Speaking in his annual address to diplomats days after a senior Pakistani politician who opposed the legislation was assassinated by his own bodyguard, the pope said the Pakistani law was a pretext for violence against religious minorities.
The Pope, who has used many of his addresses in recent weeks to demand religious freedom, renewed his condemnation of attacks on churches that left dozens dead in Egypt, Iraq and Nigeria.
He also called for called for religious freedom in Saudi Arabia, where Christians cannot worship in public, and communist China, which forces Catholics to join an official church. “The particular influence of a given religion in a nation ought never to mean that citizens of another religion can be subject to discrimination in social life or, even worse, that violence against them can be tolerated,” he told the envoys.
The Vatican is particularly worried about Christians in the Middle East, where continuing attacks, combined with severe restrictions, are fuelling a Christian exodus from the region.
In his address to diplomats representing some 170 countries, the Pope said recent attacks in Egypt and Iraq showed the need to urgently adopt effective measures for the protection of religious minorities.
The anti-blasphemy law has been in the spotlight since November when a court sentenced a Christian mother of four to death, in a case that has exposed deep rifts in the troubled Muslim nation of more than 170 million people.
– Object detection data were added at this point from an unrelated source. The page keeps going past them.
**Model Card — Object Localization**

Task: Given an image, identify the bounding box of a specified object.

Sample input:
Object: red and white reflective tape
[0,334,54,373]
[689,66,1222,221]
While liberal Pakistanis and rights groups believe the law to be dangerously discriminatory against the country's tiny minority groups, Aasia Bibi's case has become a lightning rod for the country's religious right.
What the law is all about
The law has its roots in 19th century colonial legislation to protect places of worship, but it was during the military dictatorship of General Mohammad Zia ul-Haq in the 1980s that it acquired teeth as part of a drive to Islamise the state. Under the law, anyone who speaks ill of Islam and the Prophet Mohammad commits a crime and faces the death penalty but activists say the vague terminology has led to its misuse.